CEVAP: Davalı *** vekili cevap dilekçesinde özetle; kusur oranlarının belirlenmesi gerektiğini, kazaya üç araç karıştığını, her ne kadar kazanın oluşumunda sigortalı araca kusur verilmişse de iki aracın çarpışmasından sonra üçüncü aracın kazaya karıştığını ve araçlara çarptığını, bu nedenle kazanın oluşumundaki kusurun yanı sıra davacının yaralanmasındaki kusurun hangi araç nedeniyle olduğunun belirlenmesi gerektiğini, üçüncü araç sürücüsü ***’in 1.04 promil alkollü olduğunu, sigorta şirketlerinin sigortalısının kusuru oranında zarardan sorumlu olduğunu, davacı tarafından kazaya karışan diğer araç sürücü ve sigortasından tazminat alınıp alınmadığı bilinmemekle dava sonunda rücu hakkı olacağından davanın …’e ve aracın sigortası olmadığı görülmekle Güvence Hesabına ihbarını talep ettiğini, davacı tarafından alınan engelli raporunda kaza ile ilişiği bulunmayan işitme kaybına da maluliyet oranı verildiğini, bu nedenle maluliyet oranı belirlenirken kazadan kaynaklı maluliyetinin tespitini talep ettiğini, davacının talep ettiği geçici iş göremezlik tazmşinatından sigorta şirkletinin sorumluluğunun olmadığını belirterek davanın reddine karar verilmesini istemiştir.

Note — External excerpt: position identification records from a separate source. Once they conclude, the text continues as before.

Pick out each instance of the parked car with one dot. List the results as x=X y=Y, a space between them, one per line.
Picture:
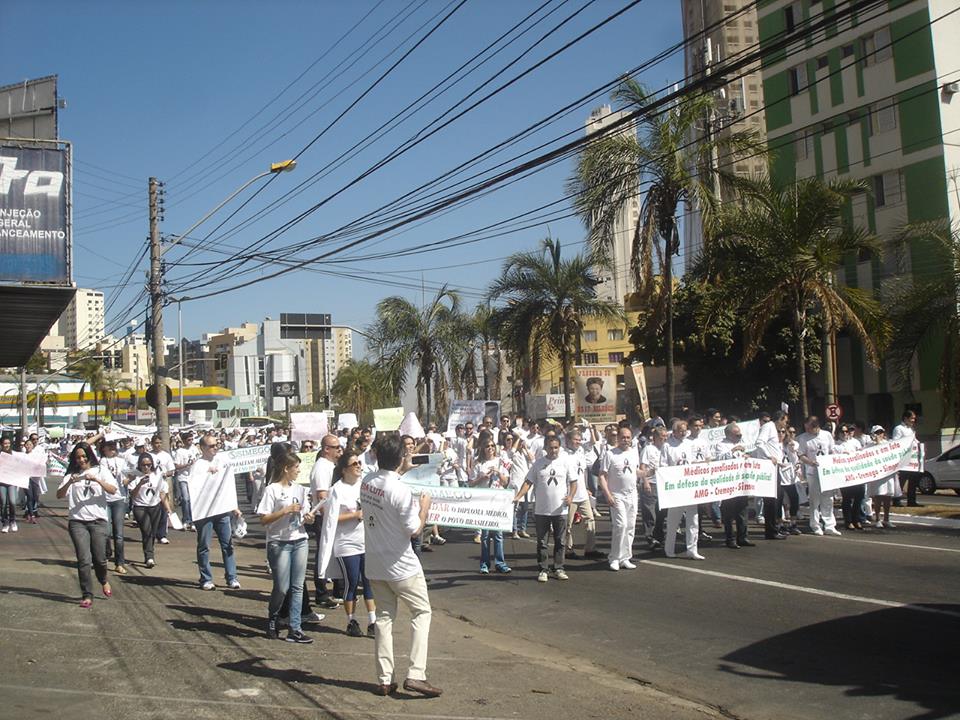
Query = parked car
x=941 y=472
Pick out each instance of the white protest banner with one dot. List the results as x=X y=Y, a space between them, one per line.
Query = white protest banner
x=682 y=485
x=308 y=426
x=472 y=508
x=17 y=468
x=387 y=419
x=596 y=392
x=868 y=465
x=247 y=459
x=411 y=426
x=347 y=421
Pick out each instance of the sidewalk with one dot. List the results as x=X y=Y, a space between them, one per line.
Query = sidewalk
x=163 y=648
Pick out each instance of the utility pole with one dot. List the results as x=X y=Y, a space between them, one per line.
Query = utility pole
x=156 y=314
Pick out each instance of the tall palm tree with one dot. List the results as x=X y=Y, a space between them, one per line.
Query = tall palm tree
x=424 y=338
x=546 y=300
x=778 y=253
x=611 y=169
x=924 y=312
x=362 y=387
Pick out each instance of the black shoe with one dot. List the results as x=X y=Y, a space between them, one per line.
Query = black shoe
x=298 y=637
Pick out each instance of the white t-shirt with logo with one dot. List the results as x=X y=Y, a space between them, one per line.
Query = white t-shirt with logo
x=277 y=496
x=391 y=515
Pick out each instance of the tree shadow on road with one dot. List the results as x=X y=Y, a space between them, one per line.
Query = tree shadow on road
x=907 y=654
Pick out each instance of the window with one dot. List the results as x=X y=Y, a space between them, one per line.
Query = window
x=883 y=117
x=887 y=188
x=798 y=79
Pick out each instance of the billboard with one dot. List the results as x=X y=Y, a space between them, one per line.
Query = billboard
x=34 y=235
x=596 y=392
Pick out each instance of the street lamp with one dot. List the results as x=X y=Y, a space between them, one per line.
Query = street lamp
x=157 y=252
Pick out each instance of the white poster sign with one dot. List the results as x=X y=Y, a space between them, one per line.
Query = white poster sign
x=682 y=485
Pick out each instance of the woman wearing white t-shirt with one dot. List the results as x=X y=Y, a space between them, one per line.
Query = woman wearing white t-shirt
x=86 y=486
x=148 y=493
x=281 y=511
x=343 y=540
x=491 y=470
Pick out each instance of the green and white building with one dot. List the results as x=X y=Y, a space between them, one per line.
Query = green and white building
x=875 y=95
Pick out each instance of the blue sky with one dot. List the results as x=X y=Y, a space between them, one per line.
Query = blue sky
x=173 y=90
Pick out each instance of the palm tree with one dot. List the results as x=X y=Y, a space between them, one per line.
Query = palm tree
x=425 y=338
x=924 y=312
x=362 y=387
x=546 y=299
x=777 y=254
x=611 y=169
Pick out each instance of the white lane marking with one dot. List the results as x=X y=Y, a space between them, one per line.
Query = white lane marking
x=802 y=588
x=135 y=697
x=904 y=545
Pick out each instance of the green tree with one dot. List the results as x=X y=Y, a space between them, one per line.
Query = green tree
x=425 y=338
x=924 y=311
x=777 y=254
x=611 y=169
x=545 y=301
x=361 y=387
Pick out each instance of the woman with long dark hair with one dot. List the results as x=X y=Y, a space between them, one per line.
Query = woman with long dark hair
x=281 y=511
x=86 y=486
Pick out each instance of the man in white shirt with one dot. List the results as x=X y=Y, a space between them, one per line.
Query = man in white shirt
x=213 y=499
x=321 y=477
x=391 y=517
x=678 y=450
x=553 y=487
x=814 y=443
x=619 y=472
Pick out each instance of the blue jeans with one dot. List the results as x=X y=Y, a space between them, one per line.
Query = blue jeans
x=288 y=567
x=205 y=529
x=496 y=537
x=8 y=503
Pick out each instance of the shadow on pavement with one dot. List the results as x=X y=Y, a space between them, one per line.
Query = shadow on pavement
x=907 y=655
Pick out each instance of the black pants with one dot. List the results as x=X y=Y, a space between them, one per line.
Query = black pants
x=90 y=543
x=734 y=510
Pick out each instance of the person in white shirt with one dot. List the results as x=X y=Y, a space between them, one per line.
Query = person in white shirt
x=86 y=487
x=183 y=459
x=554 y=487
x=577 y=457
x=213 y=477
x=321 y=477
x=619 y=473
x=391 y=517
x=680 y=451
x=283 y=509
x=343 y=540
x=814 y=443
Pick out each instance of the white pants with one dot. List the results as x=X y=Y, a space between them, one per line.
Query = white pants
x=623 y=519
x=691 y=531
x=413 y=593
x=821 y=506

Davalı … cevap dilekçesinde özetle; kusur oranlarının belirlenmesi gerektiğini, kazaya üç araç karıştığını, her ne kadar kazanın oluşumunda sigortalı araca kusur verilmişse de iki aracın çarpışmasından sonra üçüncü aracın kazaya karıştığını ve araçlara çarptığını, bu nedenle kazanın oluşumundaki kusurun yanı sıra davacının yaralanmasındaki kusurun hangi araç nedeniyle olduğunun belirlenmesi gerektiğini, üçüncü araç sürücüsü ***’in 1.04 promil alkollü olduğunu, Savcılık hazırlık dosyasında alınan kusur raporunun gerçeği aydınlatmadığını, kazaya karışan üçüncü araç sürücüsü yönünden araştırma yapılmadığını, davacının talep ettiği manevi tazminatın zenginleşmeye dönük olduğunu belirterek davanın reddine karar verilmesini istemiştir.
DELİLLER:
Kayseri Cumhuriyet Başsavcılığı’nın … soruşturma numaralı dosyası uyaptan celp edilmiştir.
***Genel Müdürlüğü’ne müzekkere yazılarak 38 … plaka sayılı aracın ***tarihinde karıştığı kaza nedeni ile açılan hasar dosyası ve poliçe örneği celp edilmiş, poliçenin incelenmesinde, 38 … plaka sayılı aracın *** başlangıç ve *** bitiş tarihli ZMMS ile sigortalandığı, poliçe limitinin 360.000,00 TL olduğu görülmüştür.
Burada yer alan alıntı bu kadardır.